林晚霁面无表情地睁开眼睛,用最平静的语气揭开自己心中刺痛已久的伤疤:“在梦里,我如愿嫁给了你,也确实过上了一段夫妇合鸣、称心如意的日子。只是好景不长,没过多久,你就挂帅出征,又不巧中了埋伏,深陷敌营,一时生死未卜。府上人心惶惶,宛宁郡主又携圣旨嫁入萧家,你可知自那以后,我在上京过的是什么样的日子?”
“食不果腹,衣不蔽体。”
林晚霁苦笑着摇了摇头,似是在讲一个无关紧要的笑话一般,继续冷声平静道:“这些倒还不算得什么,她若是不高兴了,便叫人克扣我的吃食,拿鞭子抽打我,直至打到皮开肉绽,鲜血淋漓。我的婢女就是为了保护我,活生生被她打死的。她死的时候就在我眼前,我被仆从压在地上,动弹不得,眼睁睁看着她被打得咽了气,被下人拿一卷草席裹了随意丢出门外。她对我忠心耿耿,便是在最困难的时候也想着要把仅存的食物留给我活命,可是她死了,可我什么都做不了。”
“她死后,我身边再也没有人能陪我说上话了。宛宁将我锁在屋子里,断了我所有同外界的联系,我不再知晓时间,昼夜颠倒,也渐渐分不清梦境与现实。冬日里天气苦寒,没有炭火,没有棉絮,小小破旧的柴房里又总是漏风,没有一个夜晚是能安睡得好的。”

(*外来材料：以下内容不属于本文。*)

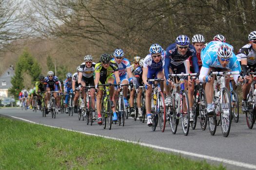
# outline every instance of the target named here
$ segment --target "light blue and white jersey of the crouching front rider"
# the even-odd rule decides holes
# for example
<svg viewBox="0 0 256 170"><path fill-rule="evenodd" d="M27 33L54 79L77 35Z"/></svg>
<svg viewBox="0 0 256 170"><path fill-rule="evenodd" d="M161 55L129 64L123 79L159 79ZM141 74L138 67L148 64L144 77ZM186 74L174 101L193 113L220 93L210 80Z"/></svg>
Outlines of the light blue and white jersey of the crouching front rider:
<svg viewBox="0 0 256 170"><path fill-rule="evenodd" d="M211 41L205 48L201 51L201 59L204 68L223 68L219 63L217 50L220 45L225 44L233 49L230 44L223 43L220 41ZM226 69L230 69L231 71L241 71L240 63L237 60L235 53L233 52L232 57L226 67Z"/></svg>

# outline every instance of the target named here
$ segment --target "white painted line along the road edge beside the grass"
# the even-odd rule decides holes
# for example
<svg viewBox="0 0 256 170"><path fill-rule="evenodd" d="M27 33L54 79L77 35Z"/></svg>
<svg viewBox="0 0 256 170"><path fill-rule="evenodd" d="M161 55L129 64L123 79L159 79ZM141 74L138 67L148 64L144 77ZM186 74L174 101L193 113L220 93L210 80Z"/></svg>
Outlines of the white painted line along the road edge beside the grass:
<svg viewBox="0 0 256 170"><path fill-rule="evenodd" d="M203 159L209 159L209 160L213 160L213 161L217 161L217 162L222 162L222 163L234 165L234 166L237 166L237 167L242 167L242 168L247 168L247 169L255 169L256 170L256 165L247 164L247 163L244 163L244 162L238 162L238 161L234 161L234 160L230 160L230 159L223 159L223 158L218 158L218 157L208 156L208 155L203 155L203 154L191 153L191 152L181 151L181 150L172 149L172 148L165 148L165 147L161 147L161 146L157 146L157 145L151 145L151 144L142 143L142 142L130 141L130 140L120 139L120 138L116 138L116 137L102 136L102 135L90 134L90 133L80 132L80 131L71 130L71 129L60 128L60 127L41 124L41 123L37 123L37 122L31 121L31 120L22 119L22 118L18 118L18 117L14 117L14 116L10 116L10 117L15 118L15 119L20 119L20 120L23 120L23 121L26 121L26 122L34 123L34 124L43 125L43 126L63 129L63 130L72 131L72 132L78 132L78 133L85 134L85 135L90 135L90 136L98 136L98 137L104 137L104 138L107 138L107 139L124 141L124 142L138 144L138 145L146 146L146 147L150 147L150 148L160 149L160 150L174 152L174 153L180 153L180 154L189 155L189 156L195 156L195 157L199 157L199 158L203 158Z"/></svg>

“你知道我是怎么活下去的吗?冷的时候,我只能把自己蜷缩起来,不住地摩挲着臂膀取暖。我不敢合眼,生怕一闭上眼睛,就再也醒不过来了。我最喜欢的天气便是冬月里的晴天,至少白日里还能有太阳,透过檐顶疏落的缝隙洒在角落里,那是我唯一能够取暖的地方。”
“听起来很惨,是不是?”
林晚霁说着说着,眼睛忽得有些氤氲。这些委屈,这些细节,她从未向身边人提起。太久太久没有人倾诉,憋在她的心头,早已长成了一株刺:“我被整日整日锁在柴房里,外头又有婆子轮番看守着,每天被喂些残羹冷炙,馊了的馒头,发臭的泔水,只要是能填饱肚子,我通通都能咽下去。我总想着只要有朝一日能够出去,我就还算是活着……只是身上的伤口久久不得愈合,无人给我送药,又添了新伤,我的身子早就被耗空了。这般苟延残喘,求生无门,求死不得,不过是强弩之末罢了。我总觉得好煎熬,好漫长,可其实也不过是半月的光景,我就被她折磨得像个死人。”

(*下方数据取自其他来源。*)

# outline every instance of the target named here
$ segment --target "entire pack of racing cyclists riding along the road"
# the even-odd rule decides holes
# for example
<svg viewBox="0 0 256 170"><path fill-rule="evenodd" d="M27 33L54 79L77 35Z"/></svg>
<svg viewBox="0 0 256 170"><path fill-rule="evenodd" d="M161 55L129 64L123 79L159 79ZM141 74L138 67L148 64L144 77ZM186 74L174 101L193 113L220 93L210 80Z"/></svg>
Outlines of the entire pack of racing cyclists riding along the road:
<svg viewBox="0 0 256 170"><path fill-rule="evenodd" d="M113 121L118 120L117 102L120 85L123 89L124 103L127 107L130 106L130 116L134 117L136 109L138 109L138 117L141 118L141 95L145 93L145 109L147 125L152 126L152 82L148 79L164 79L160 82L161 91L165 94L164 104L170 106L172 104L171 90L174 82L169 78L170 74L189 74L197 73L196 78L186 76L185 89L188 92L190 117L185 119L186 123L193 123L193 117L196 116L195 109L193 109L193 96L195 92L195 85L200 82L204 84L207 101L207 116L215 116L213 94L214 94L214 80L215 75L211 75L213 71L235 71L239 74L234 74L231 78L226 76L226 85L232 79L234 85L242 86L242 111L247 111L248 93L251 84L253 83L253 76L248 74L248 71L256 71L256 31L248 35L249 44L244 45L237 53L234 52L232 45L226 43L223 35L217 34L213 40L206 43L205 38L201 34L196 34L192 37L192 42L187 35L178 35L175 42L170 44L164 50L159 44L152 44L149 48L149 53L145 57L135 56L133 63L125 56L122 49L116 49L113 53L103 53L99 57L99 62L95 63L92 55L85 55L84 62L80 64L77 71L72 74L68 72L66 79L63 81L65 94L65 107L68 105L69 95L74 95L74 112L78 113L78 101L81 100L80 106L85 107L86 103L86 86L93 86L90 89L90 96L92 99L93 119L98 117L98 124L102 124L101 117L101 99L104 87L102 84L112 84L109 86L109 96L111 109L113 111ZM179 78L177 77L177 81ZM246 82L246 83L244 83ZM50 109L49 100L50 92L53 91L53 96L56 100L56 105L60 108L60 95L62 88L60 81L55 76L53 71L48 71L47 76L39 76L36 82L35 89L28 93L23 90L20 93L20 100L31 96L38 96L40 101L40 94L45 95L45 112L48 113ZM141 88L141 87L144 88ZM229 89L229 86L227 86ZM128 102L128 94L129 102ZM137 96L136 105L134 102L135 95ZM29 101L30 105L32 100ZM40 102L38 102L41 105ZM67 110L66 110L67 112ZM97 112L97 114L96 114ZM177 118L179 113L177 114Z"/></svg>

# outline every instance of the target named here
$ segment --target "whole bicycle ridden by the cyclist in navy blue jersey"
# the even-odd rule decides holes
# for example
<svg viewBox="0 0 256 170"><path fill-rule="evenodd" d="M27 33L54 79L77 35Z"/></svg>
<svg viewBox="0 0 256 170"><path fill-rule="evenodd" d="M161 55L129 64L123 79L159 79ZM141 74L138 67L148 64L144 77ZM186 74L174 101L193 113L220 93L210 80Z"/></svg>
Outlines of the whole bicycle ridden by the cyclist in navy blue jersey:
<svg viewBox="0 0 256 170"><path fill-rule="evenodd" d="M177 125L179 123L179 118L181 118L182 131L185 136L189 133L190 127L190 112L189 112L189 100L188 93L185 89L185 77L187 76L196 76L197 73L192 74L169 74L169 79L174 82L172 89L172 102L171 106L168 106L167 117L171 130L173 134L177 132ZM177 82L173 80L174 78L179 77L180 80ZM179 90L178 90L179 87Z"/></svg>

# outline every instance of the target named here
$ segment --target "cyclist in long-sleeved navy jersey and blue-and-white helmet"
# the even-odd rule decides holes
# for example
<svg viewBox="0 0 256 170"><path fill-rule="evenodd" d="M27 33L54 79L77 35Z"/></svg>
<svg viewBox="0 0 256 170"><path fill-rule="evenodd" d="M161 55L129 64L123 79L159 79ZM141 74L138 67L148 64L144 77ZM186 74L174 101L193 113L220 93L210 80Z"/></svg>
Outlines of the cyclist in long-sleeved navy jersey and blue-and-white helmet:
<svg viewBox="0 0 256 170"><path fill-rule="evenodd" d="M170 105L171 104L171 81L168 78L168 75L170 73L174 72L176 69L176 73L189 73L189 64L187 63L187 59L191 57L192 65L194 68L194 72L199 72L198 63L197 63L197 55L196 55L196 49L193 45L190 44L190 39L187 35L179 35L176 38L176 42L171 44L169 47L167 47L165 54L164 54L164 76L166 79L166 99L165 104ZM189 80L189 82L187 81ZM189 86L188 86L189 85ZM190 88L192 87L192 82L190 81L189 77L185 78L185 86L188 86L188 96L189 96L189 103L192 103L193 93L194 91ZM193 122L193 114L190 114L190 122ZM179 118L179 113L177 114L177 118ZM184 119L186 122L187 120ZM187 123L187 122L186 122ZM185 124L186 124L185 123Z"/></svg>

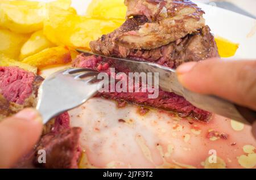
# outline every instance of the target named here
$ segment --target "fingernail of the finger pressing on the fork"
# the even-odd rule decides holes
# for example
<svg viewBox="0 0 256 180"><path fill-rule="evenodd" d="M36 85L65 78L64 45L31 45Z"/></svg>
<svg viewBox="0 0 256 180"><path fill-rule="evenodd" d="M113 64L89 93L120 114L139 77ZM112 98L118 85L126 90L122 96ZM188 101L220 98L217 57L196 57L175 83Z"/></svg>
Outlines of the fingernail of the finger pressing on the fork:
<svg viewBox="0 0 256 180"><path fill-rule="evenodd" d="M42 117L37 110L28 108L20 111L14 115L17 118L27 119L28 121L38 121L42 122Z"/></svg>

“梦中的最后,我是被她活活折辱死的。那天的雪下得那样的大,真冷啊,我跪在冰天雪地里,早已被冻得毫无知觉。我在院子里跪了很久很久,衣裳头发都被雪水湿透了,我已经感觉不到冷了。可是宛宁似乎还是不打算放过我,听着她说太子被废,林家也跟着下狱的消息,那一刻,我的心彻底死了。在彻底的绝望之前,我在想,如果有可能重来的话,我再也不要过这样的生活了。”
“我整整昏迷了三日,不断做着一遍又一遍的噩梦。醒来我想了很久,为什么我入京那天,你刚好在路边买来莲花酥送我,难道真的只是巧合吗?”

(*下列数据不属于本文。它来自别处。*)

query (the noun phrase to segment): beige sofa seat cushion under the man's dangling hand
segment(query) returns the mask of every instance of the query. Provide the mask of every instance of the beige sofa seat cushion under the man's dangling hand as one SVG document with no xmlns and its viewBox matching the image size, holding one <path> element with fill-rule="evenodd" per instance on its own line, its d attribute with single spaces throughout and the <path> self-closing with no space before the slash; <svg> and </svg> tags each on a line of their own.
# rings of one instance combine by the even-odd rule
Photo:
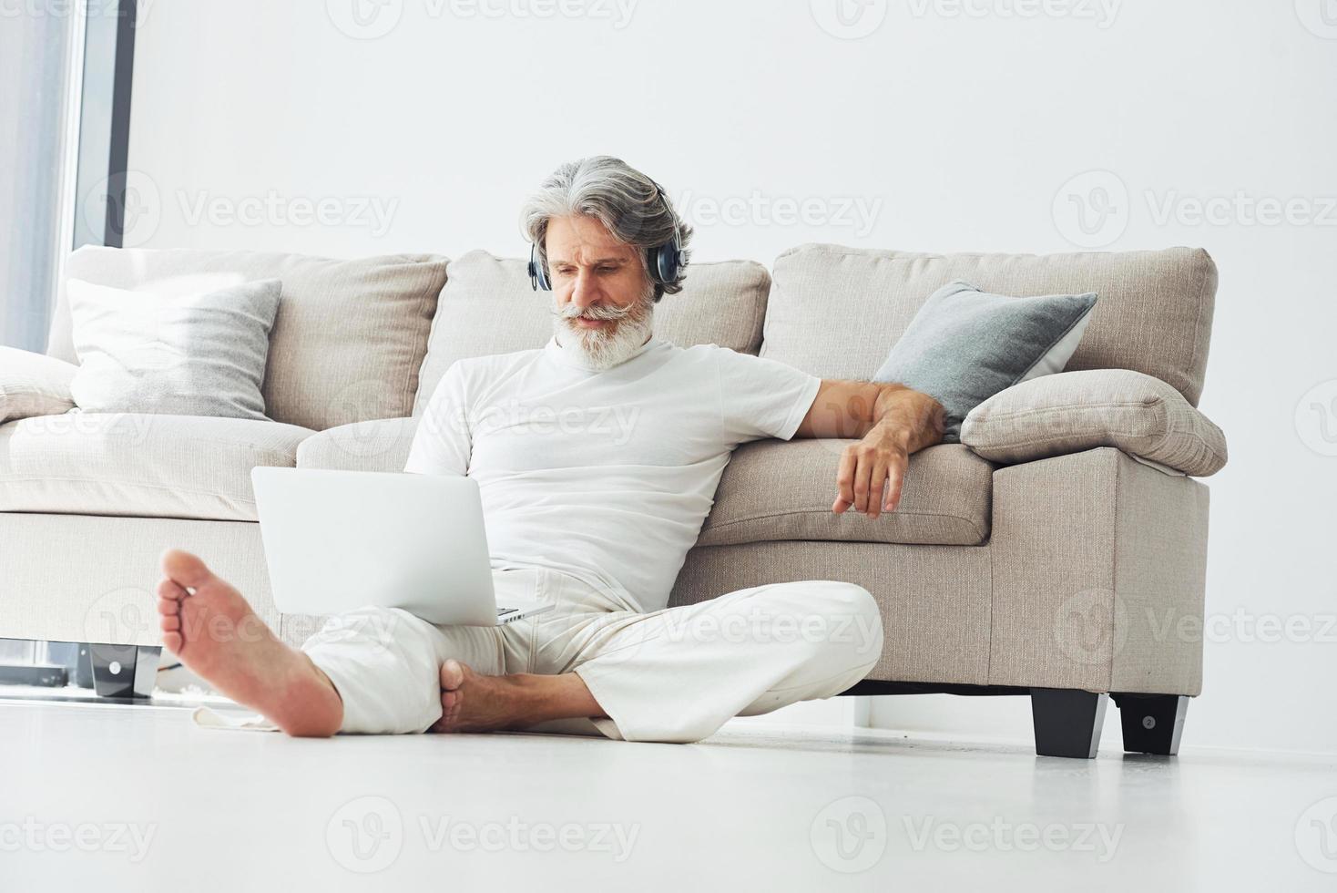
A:
<svg viewBox="0 0 1337 893">
<path fill-rule="evenodd" d="M 910 456 L 901 504 L 876 520 L 832 512 L 849 440 L 762 440 L 734 451 L 698 545 L 773 540 L 979 545 L 989 536 L 993 465 L 960 444 Z"/>
</svg>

林晚霁直直地望向他,眼中满是浓重的悲哀:“萧世子,这些事情,你早就知道了,所以从一开始,我们的那些偶遇都不是巧合,对不对?”
望向男子久久沉默的面容,林晚霁自嘲般苦笑一声,生生笑出了泪来:“我始终想不明白到底做错了什么,我分明与她无冤无仇……可她说,谁叫我嫁错了人,挡了她的路呢?我这才知道,若不是嫁给了你,上辈子我何以被她残害至死?好在老天有眼,如今好不容易重来一次……萧世子,你既早已知晓了上一世的事,若是真心为我着想,不愿我再受苦楚,便该早些放手,不再与我有任何交集才是。”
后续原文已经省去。